The PNGTS Extension project is a TQM project: TQM has filed the application for certification with the National Energy Board, and TQM will own and operate the pipeline upon its completion.
However, Gaz Metropolitain is the project manager and it is responsible for designing the pipeline route and negociating with landowners.
Why is Gaz Metropolitain doing the project for TQM? Because TQM is fifty percent owned by Gaz Metropolitain.
In addition to owning 40% of TQM, Gaz Metropolitain also has an %80 controlling interest in Societe en Commendite Gaz Metropolitain.
Societe en Commendite Gaz Metropolitain owns:
And, Hydro Quebec owns 40% of Gaz Metropolitain.
On January 13th, 1997 Hydro Quebec announced a $309 million payout for a controlling stake (40%) in Noverco, Inc., which controls Gaz Metropolitain (100%). Where did Hydro Quebec get the cash? They borrowed it from the Caisse de Depot et Placement du Quebec, the government agency that manages old-age and public-sector pension funds in Quebec.
At the same time it lent Hydro Quebec the money to purchase 40 percent of Noverco, the Caisse itself for $291 million bought 38% of Noverco which had been held by SOQUIP, another Quebec government agency.
Where did that $291 million go? According to an article in The Gazette (Montreal, 14 January 1997) the money would be turned over to "the cash- strapped government of Parti-Quebecois Premier Lucien Bouchard".
Conjurs up a whirlpool of money in my mind.

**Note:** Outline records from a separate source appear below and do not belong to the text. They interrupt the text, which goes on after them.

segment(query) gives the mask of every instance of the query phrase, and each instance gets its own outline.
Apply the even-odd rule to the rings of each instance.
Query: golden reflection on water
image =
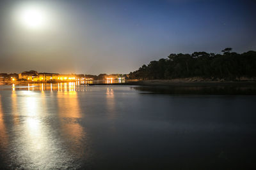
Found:
[[[17,94],[15,90],[12,93],[12,112],[14,124],[17,125],[19,123],[19,115],[18,113],[18,104],[17,102]]]
[[[114,118],[115,117],[115,101],[114,90],[112,88],[108,87],[106,92],[106,103],[107,103],[107,110],[109,114],[108,117],[109,118]]]
[[[3,117],[4,113],[2,107],[1,96],[0,95],[0,146],[6,148],[8,145],[8,136]]]

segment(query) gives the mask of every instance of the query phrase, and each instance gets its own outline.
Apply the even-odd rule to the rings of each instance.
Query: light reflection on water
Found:
[[[141,94],[76,82],[8,88],[0,90],[0,167],[214,169],[254,162],[255,96]]]

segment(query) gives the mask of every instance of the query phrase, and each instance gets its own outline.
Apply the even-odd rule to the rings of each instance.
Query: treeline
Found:
[[[192,54],[171,53],[166,59],[151,61],[138,70],[131,72],[129,79],[154,80],[189,77],[235,80],[256,76],[256,52],[232,52],[231,48],[222,54],[194,52]]]

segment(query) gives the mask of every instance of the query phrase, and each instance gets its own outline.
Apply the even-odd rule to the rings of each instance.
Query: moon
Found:
[[[40,6],[28,6],[20,10],[19,22],[28,29],[42,29],[46,25],[46,11]]]

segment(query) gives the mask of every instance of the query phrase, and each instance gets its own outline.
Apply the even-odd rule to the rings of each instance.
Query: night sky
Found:
[[[21,24],[33,5],[42,27]],[[171,53],[256,50],[256,1],[1,1],[0,73],[129,73]],[[19,18],[19,17],[18,17]]]

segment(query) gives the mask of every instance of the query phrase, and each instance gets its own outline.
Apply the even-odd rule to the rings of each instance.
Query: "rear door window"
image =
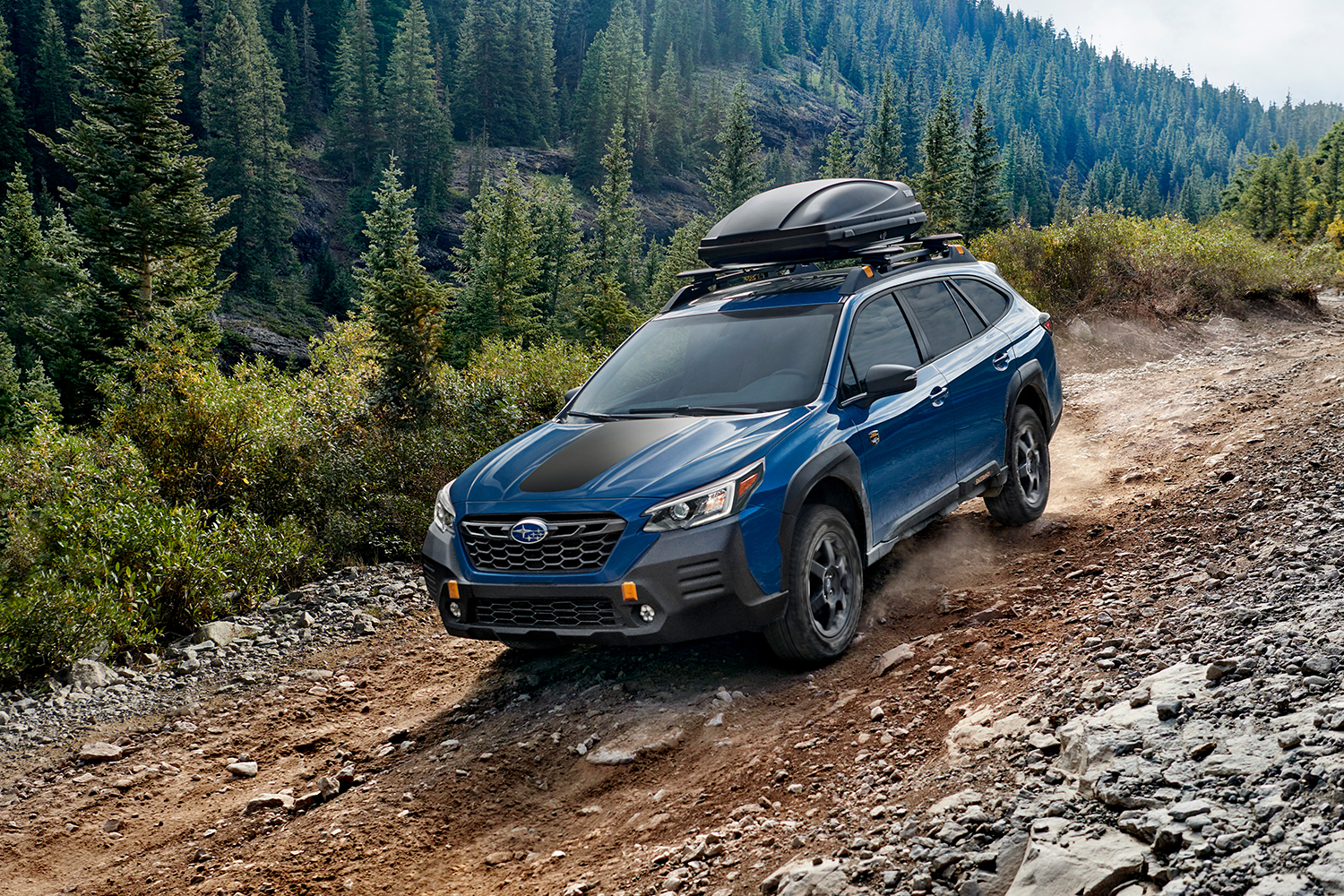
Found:
[[[900,290],[907,306],[919,321],[930,357],[938,357],[970,339],[970,328],[957,309],[957,302],[942,281],[917,283]]]
[[[976,306],[980,316],[985,318],[986,322],[993,324],[996,320],[1003,317],[1003,313],[1008,310],[1008,297],[1000,293],[997,289],[978,279],[954,279],[952,281],[957,285],[966,300]]]

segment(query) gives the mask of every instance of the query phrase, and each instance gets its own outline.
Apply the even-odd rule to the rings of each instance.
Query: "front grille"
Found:
[[[617,625],[612,602],[602,598],[504,598],[478,599],[472,604],[472,617],[481,625],[517,629],[609,629]]]
[[[520,519],[462,520],[458,531],[472,566],[482,572],[594,572],[625,531],[625,520],[616,516],[546,520],[546,539],[521,544],[509,535]]]
[[[681,587],[681,596],[688,600],[716,598],[727,592],[723,587],[723,571],[719,568],[718,560],[677,567],[676,578]]]

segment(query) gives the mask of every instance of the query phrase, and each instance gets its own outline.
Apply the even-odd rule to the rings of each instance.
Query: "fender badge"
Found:
[[[538,541],[544,541],[546,536],[550,533],[551,527],[546,525],[546,520],[538,520],[536,517],[519,520],[513,524],[513,528],[508,531],[509,537],[519,544],[536,544]]]

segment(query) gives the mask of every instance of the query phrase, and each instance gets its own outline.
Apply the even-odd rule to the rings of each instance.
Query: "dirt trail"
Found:
[[[1321,316],[1062,334],[1046,517],[1004,529],[973,502],[905,543],[870,571],[860,638],[825,669],[782,669],[750,635],[532,657],[421,614],[317,657],[358,682],[348,693],[310,692],[296,669],[284,690],[218,697],[194,732],[126,719],[5,770],[3,889],[633,896],[660,892],[660,858],[688,838],[754,818],[774,823],[702,837],[706,873],[683,892],[759,892],[790,857],[848,848],[816,833],[828,818],[899,823],[966,782],[1011,782],[1005,760],[949,752],[966,699],[1042,699],[1034,670],[1078,649],[1071,571],[1150,552],[1168,531],[1235,556],[1235,519],[1164,496],[1232,481],[1249,450],[1290,445],[1340,400],[1341,321],[1327,298]],[[1285,376],[1292,394],[1270,386]],[[874,677],[874,657],[903,643],[919,661]],[[75,760],[79,743],[122,735],[126,758]],[[226,771],[243,755],[255,778]],[[246,813],[348,766],[328,802]]]

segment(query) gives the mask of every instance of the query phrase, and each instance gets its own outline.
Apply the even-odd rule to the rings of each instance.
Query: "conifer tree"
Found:
[[[163,15],[144,0],[108,0],[108,19],[85,44],[81,118],[60,142],[40,140],[75,183],[62,195],[101,293],[93,336],[118,348],[164,308],[200,328],[224,287],[215,267],[234,232],[215,230],[227,206],[206,197],[206,161],[176,117],[181,52],[160,36]],[[212,348],[208,332],[202,351]]]
[[[83,367],[102,359],[103,348],[87,325],[89,292],[79,240],[65,215],[58,208],[43,227],[27,177],[15,168],[0,211],[0,334],[15,347],[19,367],[55,379],[79,418],[95,387]]]
[[[859,154],[859,167],[864,176],[876,180],[896,180],[905,167],[902,159],[903,137],[900,117],[896,110],[895,75],[888,67],[882,75],[882,89],[878,94],[878,113]]]
[[[747,90],[732,90],[727,121],[719,132],[719,154],[706,172],[706,189],[719,218],[751,199],[765,187],[761,168],[761,133],[747,111]]]
[[[34,83],[36,106],[32,110],[34,129],[48,137],[70,125],[74,118],[74,70],[66,50],[66,30],[60,24],[51,0],[42,4],[42,38],[38,44],[38,73]]]
[[[687,285],[688,281],[677,278],[679,273],[704,267],[704,262],[700,261],[700,240],[712,226],[714,222],[704,215],[695,215],[676,228],[649,286],[649,308],[663,308],[676,290]]]
[[[23,111],[15,97],[17,69],[9,50],[9,28],[0,19],[0,171],[28,164],[23,142]]]
[[[659,75],[657,114],[653,126],[653,153],[667,172],[679,171],[685,153],[677,75],[676,47],[668,44],[663,74]]]
[[[1003,161],[999,159],[999,141],[989,124],[989,110],[976,99],[970,113],[970,137],[966,141],[966,180],[962,208],[965,216],[962,228],[968,239],[999,230],[1008,223],[1004,212],[1004,197],[999,189],[999,175]]]
[[[379,111],[378,47],[368,0],[355,0],[336,42],[332,85],[332,150],[355,183],[364,183],[383,156],[386,137]]]
[[[378,400],[392,416],[414,422],[429,410],[442,332],[444,287],[425,273],[415,235],[414,187],[402,188],[394,156],[364,214],[368,249],[356,271],[382,371]]]
[[[233,12],[223,17],[202,73],[204,149],[214,195],[237,196],[220,222],[238,234],[223,261],[239,289],[273,297],[274,277],[294,261],[294,153],[280,71],[255,16],[239,8],[246,21]]]
[[[422,208],[438,211],[448,200],[453,124],[448,103],[439,98],[434,52],[429,44],[429,19],[421,0],[411,0],[396,26],[383,97],[387,102],[387,138],[402,160],[406,181],[415,188]]]
[[[571,298],[575,283],[587,265],[587,251],[578,223],[578,201],[569,177],[558,185],[544,180],[532,183],[528,220],[536,234],[536,257],[540,265],[538,285],[539,322],[551,324]]]
[[[853,177],[855,173],[849,140],[836,128],[827,138],[827,157],[817,171],[817,177]]]
[[[606,176],[593,188],[597,220],[593,232],[593,267],[610,274],[625,297],[636,300],[634,263],[644,242],[640,211],[630,199],[630,153],[625,148],[625,129],[617,120],[602,156]]]
[[[964,149],[957,101],[949,81],[942,87],[938,107],[925,122],[925,138],[919,148],[923,171],[919,173],[918,196],[929,215],[925,230],[930,234],[950,232],[961,227]]]
[[[450,290],[446,353],[465,365],[491,336],[530,339],[535,332],[542,261],[528,215],[527,188],[509,161],[499,185],[485,183],[466,214]]]

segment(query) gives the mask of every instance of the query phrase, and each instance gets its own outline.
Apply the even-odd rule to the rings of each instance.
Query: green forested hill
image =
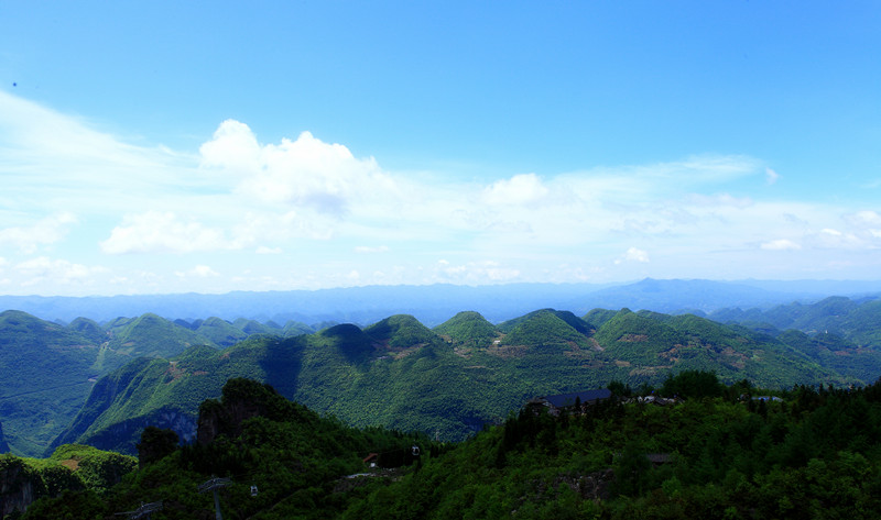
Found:
[[[526,407],[450,445],[351,429],[235,379],[199,407],[199,443],[163,444],[120,484],[42,498],[22,518],[110,520],[161,501],[156,520],[207,519],[198,489],[215,476],[224,518],[254,520],[879,518],[879,384],[752,398],[766,392],[687,370],[655,390],[684,399]]]
[[[156,314],[118,320],[107,328],[109,347],[128,356],[167,357],[193,345],[214,345],[207,338]]]
[[[15,453],[40,453],[101,374],[87,336],[24,312],[0,313],[0,420]],[[112,357],[112,356],[111,356]]]
[[[487,347],[499,336],[499,331],[479,312],[463,311],[434,328],[434,332],[456,346]]]
[[[43,453],[110,370],[205,343],[214,344],[154,314],[102,328],[85,318],[63,327],[20,311],[0,313],[0,420],[9,449]]]
[[[749,378],[765,387],[857,380],[775,338],[703,318],[629,310],[607,318],[595,328],[570,313],[542,310],[488,328],[479,314],[464,314],[432,331],[399,314],[363,330],[341,324],[290,339],[252,336],[224,351],[194,347],[101,379],[56,444],[131,453],[148,423],[192,438],[196,405],[237,376],[271,384],[348,424],[444,440],[461,440],[535,396],[614,379],[657,384],[683,369],[713,369],[725,381]],[[490,333],[498,343],[487,343]]]

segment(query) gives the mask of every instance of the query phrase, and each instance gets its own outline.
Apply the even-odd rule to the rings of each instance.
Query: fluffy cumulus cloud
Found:
[[[73,213],[63,212],[46,217],[31,225],[0,229],[0,245],[12,246],[22,253],[32,254],[41,245],[54,244],[67,234],[77,222]]]
[[[492,206],[524,206],[542,201],[548,189],[535,174],[515,175],[497,180],[483,190],[483,200]]]
[[[221,230],[182,221],[173,212],[149,211],[126,217],[100,246],[108,254],[192,253],[226,250],[231,244]]]
[[[356,158],[346,146],[309,132],[261,145],[247,124],[228,120],[199,152],[204,168],[237,176],[238,192],[269,203],[342,214],[351,204],[396,190],[376,159]]]

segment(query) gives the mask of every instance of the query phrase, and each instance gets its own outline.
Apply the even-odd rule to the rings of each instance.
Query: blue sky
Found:
[[[878,279],[878,2],[0,0],[0,294]]]

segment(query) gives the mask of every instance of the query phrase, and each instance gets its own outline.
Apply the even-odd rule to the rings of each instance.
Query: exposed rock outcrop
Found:
[[[300,410],[298,405],[280,396],[269,385],[251,379],[230,379],[224,386],[219,401],[208,399],[199,406],[197,442],[209,444],[218,435],[237,438],[242,432],[242,423],[258,416],[274,421],[298,417],[307,420]]]

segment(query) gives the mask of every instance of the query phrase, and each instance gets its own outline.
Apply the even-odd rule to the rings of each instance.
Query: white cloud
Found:
[[[787,239],[776,239],[764,242],[760,247],[766,251],[797,251],[802,248],[801,245]]]
[[[309,132],[260,145],[247,124],[228,120],[199,152],[203,168],[238,175],[237,192],[264,202],[342,214],[354,203],[396,191],[376,159],[356,158],[346,146]]]
[[[377,246],[369,246],[369,245],[358,245],[355,247],[356,253],[360,254],[372,254],[372,253],[388,253],[389,246],[387,245],[377,245]]]
[[[436,279],[433,281],[498,284],[516,280],[522,275],[520,269],[505,266],[497,261],[467,262],[460,265],[453,265],[447,261],[439,261],[436,268]]]
[[[623,255],[621,255],[620,258],[614,261],[614,263],[619,265],[623,264],[624,262],[639,262],[641,264],[648,264],[649,253],[637,247],[630,247]]]
[[[178,270],[178,272],[175,272],[175,275],[177,275],[178,278],[191,278],[191,277],[195,277],[195,278],[214,278],[214,277],[220,276],[219,273],[217,273],[216,270],[214,270],[213,268],[210,268],[207,265],[197,265],[197,266],[193,267],[192,269],[189,269],[187,272],[180,272]]]
[[[548,193],[535,174],[515,175],[497,180],[483,190],[483,200],[492,206],[523,206],[541,201]]]
[[[41,245],[54,244],[67,234],[67,229],[77,222],[73,213],[63,212],[46,217],[33,225],[0,230],[0,245],[18,247],[24,254],[33,254]]]
[[[192,253],[230,248],[222,231],[198,222],[182,222],[172,212],[127,215],[100,243],[108,254]]]
[[[780,174],[777,174],[776,172],[774,172],[771,168],[764,168],[764,178],[765,178],[765,182],[772,185],[772,184],[776,182],[777,179],[780,179]]]
[[[23,286],[51,284],[88,284],[94,275],[106,273],[104,267],[88,267],[65,259],[51,259],[45,256],[31,258],[15,265],[14,269],[22,275]]]

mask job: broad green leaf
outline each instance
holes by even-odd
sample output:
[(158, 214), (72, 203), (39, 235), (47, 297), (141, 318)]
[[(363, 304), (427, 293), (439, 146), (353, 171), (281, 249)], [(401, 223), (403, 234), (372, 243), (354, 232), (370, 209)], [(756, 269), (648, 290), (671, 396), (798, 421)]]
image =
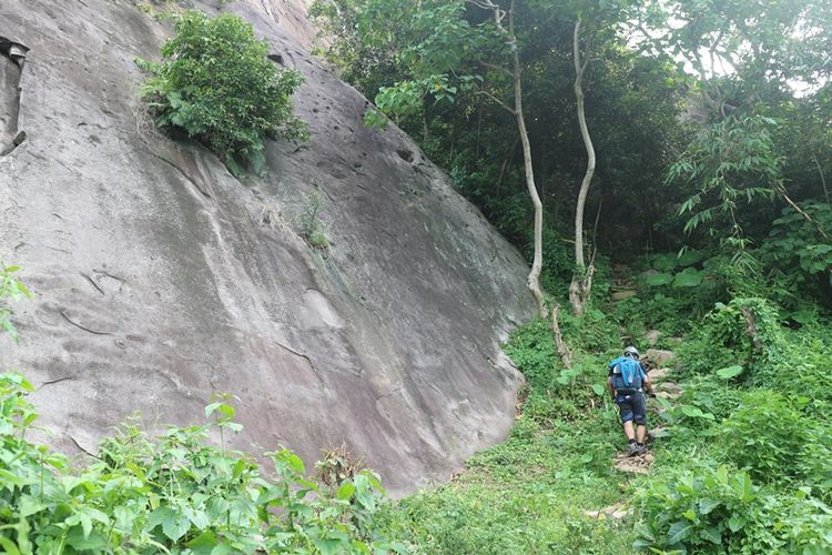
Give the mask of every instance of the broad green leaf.
[(647, 284), (651, 287), (656, 287), (659, 285), (669, 285), (673, 282), (673, 276), (671, 274), (658, 273), (648, 275), (645, 282), (647, 282)]
[(349, 497), (353, 496), (354, 493), (355, 493), (355, 484), (347, 481), (341, 484), (341, 487), (338, 487), (338, 492), (336, 496), (339, 500), (348, 500)]
[(679, 521), (677, 523), (673, 523), (673, 525), (670, 526), (670, 529), (668, 531), (668, 544), (673, 545), (681, 543), (682, 539), (688, 537), (692, 531), (693, 524), (689, 522)]
[(704, 272), (693, 268), (686, 268), (681, 273), (676, 274), (673, 279), (674, 287), (696, 287), (702, 283)]
[(730, 380), (740, 374), (742, 374), (742, 366), (740, 365), (726, 366), (724, 369), (719, 369), (717, 371), (717, 375), (722, 380)]

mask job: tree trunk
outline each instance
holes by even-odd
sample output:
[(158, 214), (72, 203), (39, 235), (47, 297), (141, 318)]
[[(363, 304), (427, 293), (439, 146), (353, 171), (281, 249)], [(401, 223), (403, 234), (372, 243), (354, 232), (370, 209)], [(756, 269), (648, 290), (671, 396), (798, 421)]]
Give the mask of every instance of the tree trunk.
[(578, 124), (580, 125), (580, 135), (584, 139), (584, 147), (587, 149), (587, 171), (584, 174), (584, 181), (580, 183), (580, 191), (578, 192), (578, 203), (575, 206), (575, 273), (572, 274), (572, 282), (569, 284), (569, 303), (572, 305), (572, 312), (576, 316), (584, 314), (589, 297), (592, 293), (592, 274), (595, 273), (595, 266), (592, 261), (589, 261), (589, 268), (587, 268), (584, 261), (584, 209), (587, 203), (587, 193), (589, 192), (589, 185), (592, 182), (592, 174), (595, 173), (595, 148), (592, 147), (592, 140), (589, 137), (589, 129), (587, 128), (587, 118), (584, 110), (584, 71), (587, 69), (589, 62), (589, 46), (587, 46), (586, 60), (581, 63), (580, 59), (580, 19), (575, 22), (575, 33), (572, 34), (572, 58), (575, 62), (575, 98), (578, 103)]
[[(544, 204), (540, 202), (540, 195), (537, 193), (537, 186), (535, 185), (535, 170), (531, 165), (531, 144), (529, 143), (529, 135), (526, 131), (526, 118), (522, 113), (522, 80), (520, 75), (520, 54), (517, 48), (517, 38), (515, 37), (515, 6), (516, 0), (511, 0), (511, 4), (508, 9), (508, 13), (503, 11), (500, 7), (494, 3), (493, 0), (468, 0), (469, 3), (479, 8), (491, 10), (494, 14), (494, 23), (497, 29), (506, 36), (508, 48), (511, 50), (511, 77), (514, 78), (515, 85), (515, 105), (514, 109), (509, 109), (517, 119), (517, 129), (519, 131), (520, 141), (522, 142), (522, 162), (526, 173), (526, 189), (531, 198), (531, 203), (535, 206), (535, 256), (531, 261), (531, 271), (527, 279), (527, 285), (531, 295), (535, 297), (537, 303), (537, 311), (540, 317), (545, 319), (548, 315), (546, 309), (546, 299), (544, 292), (540, 289), (540, 270), (542, 269), (544, 260)], [(503, 27), (503, 18), (508, 14), (508, 30)], [(498, 101), (499, 102), (499, 101)], [(507, 108), (500, 102), (504, 108)]]
[(540, 202), (540, 195), (537, 194), (535, 184), (535, 170), (531, 165), (531, 144), (526, 131), (526, 118), (522, 113), (522, 81), (520, 79), (520, 54), (517, 51), (517, 41), (515, 40), (515, 0), (511, 0), (511, 11), (508, 13), (509, 33), (511, 36), (511, 61), (513, 74), (515, 81), (515, 117), (517, 118), (517, 128), (520, 131), (520, 142), (522, 143), (522, 162), (526, 170), (526, 188), (531, 196), (531, 203), (535, 205), (535, 256), (531, 261), (531, 271), (527, 280), (529, 291), (531, 291), (540, 317), (546, 317), (546, 302), (544, 292), (540, 289), (540, 270), (544, 260), (544, 204)]
[(555, 345), (558, 349), (558, 356), (560, 362), (567, 369), (572, 367), (572, 353), (569, 351), (569, 345), (564, 341), (564, 334), (560, 333), (560, 324), (558, 322), (558, 312), (560, 311), (560, 304), (555, 303), (551, 307), (551, 334), (555, 337)]

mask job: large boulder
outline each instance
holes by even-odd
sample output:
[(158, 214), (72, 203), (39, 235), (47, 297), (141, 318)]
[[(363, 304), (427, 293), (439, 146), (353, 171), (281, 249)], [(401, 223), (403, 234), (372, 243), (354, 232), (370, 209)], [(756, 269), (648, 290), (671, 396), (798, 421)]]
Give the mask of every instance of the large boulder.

Gaz Metropolitain was the PNGTS Extension Project Manager. They hired Janin Corporation to design and build the pipeline. The promotors hyped Janin as the company that bored tunnels through the Swiss alps, but later balked at following the pipeline route favored by local government and landowners alike because there was too much rock.
Urgel Delisle & Associes, engineering consultants, were hired to design the route and do the environmental assessment. Their volumnous assessment was nothing more than a rationale for taking the route they selected.
To round out the "team", Forum Communications, public relations firm representing the project to landowners, and Poisson, Bazinet et Associes, evaluators to negociate compensation.
Forum Communications performed the avant garde representation of the project to landowners. Its public presentations were poorly organized and rife with misinformation. They fulfilled the function of a 'heat shield' for the promotes.
Poisson, Bazinet et Associes were charged with keeping landowner compensation to a minimum. Their agents reportedly spread misinformation, attempted to pit neighbor against neighbor, and bullied elderly landowners into accepting pitifully small settlements.